Ob in der Stadt oder auf dem Land, der Gemüseanbau im eigenen Garten ist Trend. Immer mehr Gartenbesitzer pflanzen das eigene Gemüse für sich und die Familie an. Damit es mit dem Gemüse im eigenen Garten direkt klappt, achten Sie von Anfang an auf eine clevere Wahl und Kombination verschiedener Sorten. Nicht jede Gemüsepflanze wächst in jedem Garten. Standortbedingungen, die Kombination der Pflanzenarten und die Fruchtfolge sind entscheidend. Mit der richtigen Sortenwahl und einer gut geplanten Fruchtfolge steht dem Gemüseeintopf oder Salatteller aus dem eigenen Garten nichts mehr im Wege.

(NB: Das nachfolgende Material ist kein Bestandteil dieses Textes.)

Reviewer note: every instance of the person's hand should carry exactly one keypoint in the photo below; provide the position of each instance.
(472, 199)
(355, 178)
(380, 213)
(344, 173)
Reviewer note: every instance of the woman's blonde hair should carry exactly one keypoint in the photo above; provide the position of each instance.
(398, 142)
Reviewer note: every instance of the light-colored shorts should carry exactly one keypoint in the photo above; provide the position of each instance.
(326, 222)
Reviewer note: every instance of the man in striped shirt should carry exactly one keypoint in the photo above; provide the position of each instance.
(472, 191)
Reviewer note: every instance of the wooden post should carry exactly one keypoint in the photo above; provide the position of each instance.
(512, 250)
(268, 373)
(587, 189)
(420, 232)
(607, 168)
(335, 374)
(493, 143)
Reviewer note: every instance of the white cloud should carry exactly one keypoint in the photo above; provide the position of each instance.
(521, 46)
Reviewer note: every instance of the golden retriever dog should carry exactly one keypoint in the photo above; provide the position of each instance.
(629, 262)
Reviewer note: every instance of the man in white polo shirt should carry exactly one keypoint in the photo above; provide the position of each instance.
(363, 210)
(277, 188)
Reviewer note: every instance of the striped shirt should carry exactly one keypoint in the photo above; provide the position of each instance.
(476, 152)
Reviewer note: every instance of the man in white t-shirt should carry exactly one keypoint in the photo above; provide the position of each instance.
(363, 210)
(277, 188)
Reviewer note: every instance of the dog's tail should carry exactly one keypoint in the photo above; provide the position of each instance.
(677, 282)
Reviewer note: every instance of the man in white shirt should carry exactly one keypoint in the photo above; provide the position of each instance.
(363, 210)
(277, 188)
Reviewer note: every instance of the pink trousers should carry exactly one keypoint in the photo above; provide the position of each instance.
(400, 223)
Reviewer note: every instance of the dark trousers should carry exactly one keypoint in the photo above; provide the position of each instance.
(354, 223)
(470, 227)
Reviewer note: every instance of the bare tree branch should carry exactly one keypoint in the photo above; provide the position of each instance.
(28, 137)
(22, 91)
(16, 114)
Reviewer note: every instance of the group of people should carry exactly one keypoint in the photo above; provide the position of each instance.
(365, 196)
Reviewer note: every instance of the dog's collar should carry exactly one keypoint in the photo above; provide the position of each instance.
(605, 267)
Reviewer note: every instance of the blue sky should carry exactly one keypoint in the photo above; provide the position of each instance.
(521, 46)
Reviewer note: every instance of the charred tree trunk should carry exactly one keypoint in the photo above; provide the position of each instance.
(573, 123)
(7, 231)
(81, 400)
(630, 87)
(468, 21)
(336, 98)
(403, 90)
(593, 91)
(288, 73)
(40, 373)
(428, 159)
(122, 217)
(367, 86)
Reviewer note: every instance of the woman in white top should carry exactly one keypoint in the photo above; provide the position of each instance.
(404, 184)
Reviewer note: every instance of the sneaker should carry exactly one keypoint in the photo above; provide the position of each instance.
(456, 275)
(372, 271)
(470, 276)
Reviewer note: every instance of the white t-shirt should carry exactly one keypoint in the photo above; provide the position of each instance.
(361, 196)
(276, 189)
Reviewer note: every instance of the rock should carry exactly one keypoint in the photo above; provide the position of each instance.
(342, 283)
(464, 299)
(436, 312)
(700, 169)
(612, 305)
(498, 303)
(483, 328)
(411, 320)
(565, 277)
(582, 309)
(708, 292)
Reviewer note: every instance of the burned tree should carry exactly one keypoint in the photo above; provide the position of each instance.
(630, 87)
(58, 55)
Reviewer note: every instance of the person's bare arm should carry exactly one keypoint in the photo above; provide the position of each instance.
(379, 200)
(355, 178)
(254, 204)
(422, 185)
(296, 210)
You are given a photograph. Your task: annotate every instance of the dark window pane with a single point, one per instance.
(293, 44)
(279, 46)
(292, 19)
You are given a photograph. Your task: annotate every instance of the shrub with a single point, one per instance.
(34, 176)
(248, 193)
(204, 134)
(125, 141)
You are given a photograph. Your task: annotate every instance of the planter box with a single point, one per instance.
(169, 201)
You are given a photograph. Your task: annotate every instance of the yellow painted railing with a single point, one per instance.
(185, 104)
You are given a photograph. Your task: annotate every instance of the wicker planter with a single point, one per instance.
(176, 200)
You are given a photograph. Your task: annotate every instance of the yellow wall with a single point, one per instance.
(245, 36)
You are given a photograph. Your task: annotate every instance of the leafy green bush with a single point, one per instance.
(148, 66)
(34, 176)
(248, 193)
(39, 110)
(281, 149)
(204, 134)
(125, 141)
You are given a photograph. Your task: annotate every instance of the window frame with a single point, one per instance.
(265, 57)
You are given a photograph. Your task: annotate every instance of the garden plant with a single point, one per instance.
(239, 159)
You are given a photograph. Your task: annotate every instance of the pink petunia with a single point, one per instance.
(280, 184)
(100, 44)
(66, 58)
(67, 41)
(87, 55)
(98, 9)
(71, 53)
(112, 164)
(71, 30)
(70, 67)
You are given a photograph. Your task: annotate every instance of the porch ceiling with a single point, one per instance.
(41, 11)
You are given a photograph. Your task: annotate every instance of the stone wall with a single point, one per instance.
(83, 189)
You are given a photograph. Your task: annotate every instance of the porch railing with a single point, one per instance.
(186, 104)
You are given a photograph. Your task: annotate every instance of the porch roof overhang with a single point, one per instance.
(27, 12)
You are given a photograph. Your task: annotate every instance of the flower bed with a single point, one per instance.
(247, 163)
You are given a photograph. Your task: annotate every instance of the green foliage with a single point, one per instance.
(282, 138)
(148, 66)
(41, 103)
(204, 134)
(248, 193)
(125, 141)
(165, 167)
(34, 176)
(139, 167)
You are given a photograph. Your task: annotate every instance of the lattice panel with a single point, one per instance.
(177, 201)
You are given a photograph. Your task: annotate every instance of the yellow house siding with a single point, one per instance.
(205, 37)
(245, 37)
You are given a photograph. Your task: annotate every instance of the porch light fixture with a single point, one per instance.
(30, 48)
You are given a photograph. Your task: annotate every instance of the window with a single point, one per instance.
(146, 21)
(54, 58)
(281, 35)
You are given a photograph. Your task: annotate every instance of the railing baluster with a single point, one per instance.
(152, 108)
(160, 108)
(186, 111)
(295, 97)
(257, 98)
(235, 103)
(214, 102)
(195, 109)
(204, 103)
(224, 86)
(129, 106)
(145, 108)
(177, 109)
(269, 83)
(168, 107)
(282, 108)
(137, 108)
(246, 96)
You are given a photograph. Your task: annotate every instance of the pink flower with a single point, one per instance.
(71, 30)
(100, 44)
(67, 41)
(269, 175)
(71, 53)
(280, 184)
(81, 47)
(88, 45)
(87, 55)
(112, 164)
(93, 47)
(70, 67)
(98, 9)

Für jeden Garten die richtigen Pflanzen: verschiedene Gemüsesorten fürs Gemüsebeet

Bevor Sie Saatgut oder Jungpflanzen aussuchen, ist es ratsam, dass Sie Ihren Garten einmal genau in Augenschein nehmen. Machen Sie sich eine grobe Skizze von den verschiedenen Beeten, Bäumen und Sträuchern sowie Mauern. Dazu sind Notizen sinnvoll. In welcher Ausrichtung liegt der Garten, wie wandert die Sonne, welche Bereiche liegen im Schatten, Halbschatten oder der prallen Sonne? Ist der Boden in einer Spatenstichtiefe trocken, feucht oder nass? Generell ungeeignet für den Gemüseanbau sind dunkle Standorte sowie solche mit sehr nassem Boden. Perfekt sind sonnige bis halbschattige Standorte mit humusreichen Böden und gutem Wasserangebot. Nährstoffarme Böden können Sie mit Kompost oder Gartenerde aufwerten, ganz schlechte Böden bereiten Sie am besten mit einer Schicht Mutterboden vor. Bei der Auswahl der Gemüsesorten achten Sie nun auf die gegebenen Standortbedingungen. Wer durch Bäume oder Mauern einen höchstens halbschattigen Garten hat, sollte keine Pflanzen kaufen, die sehr viel Sonne brauchen und umgekehrt. Für nicht ganz perfekte Standorte gibt es Züchtungen der unterschiedlichen Gattungen, die auch bei nicht ganz optimalen Bedingungen gut gedeihen. Welche Pflanzen und Sorten sich bei welchen Bedingungen eignen, erfahren Sie beispielsweise auf dem Etikett der Pflanzen oder auf der Rückseite von Saatguttüten.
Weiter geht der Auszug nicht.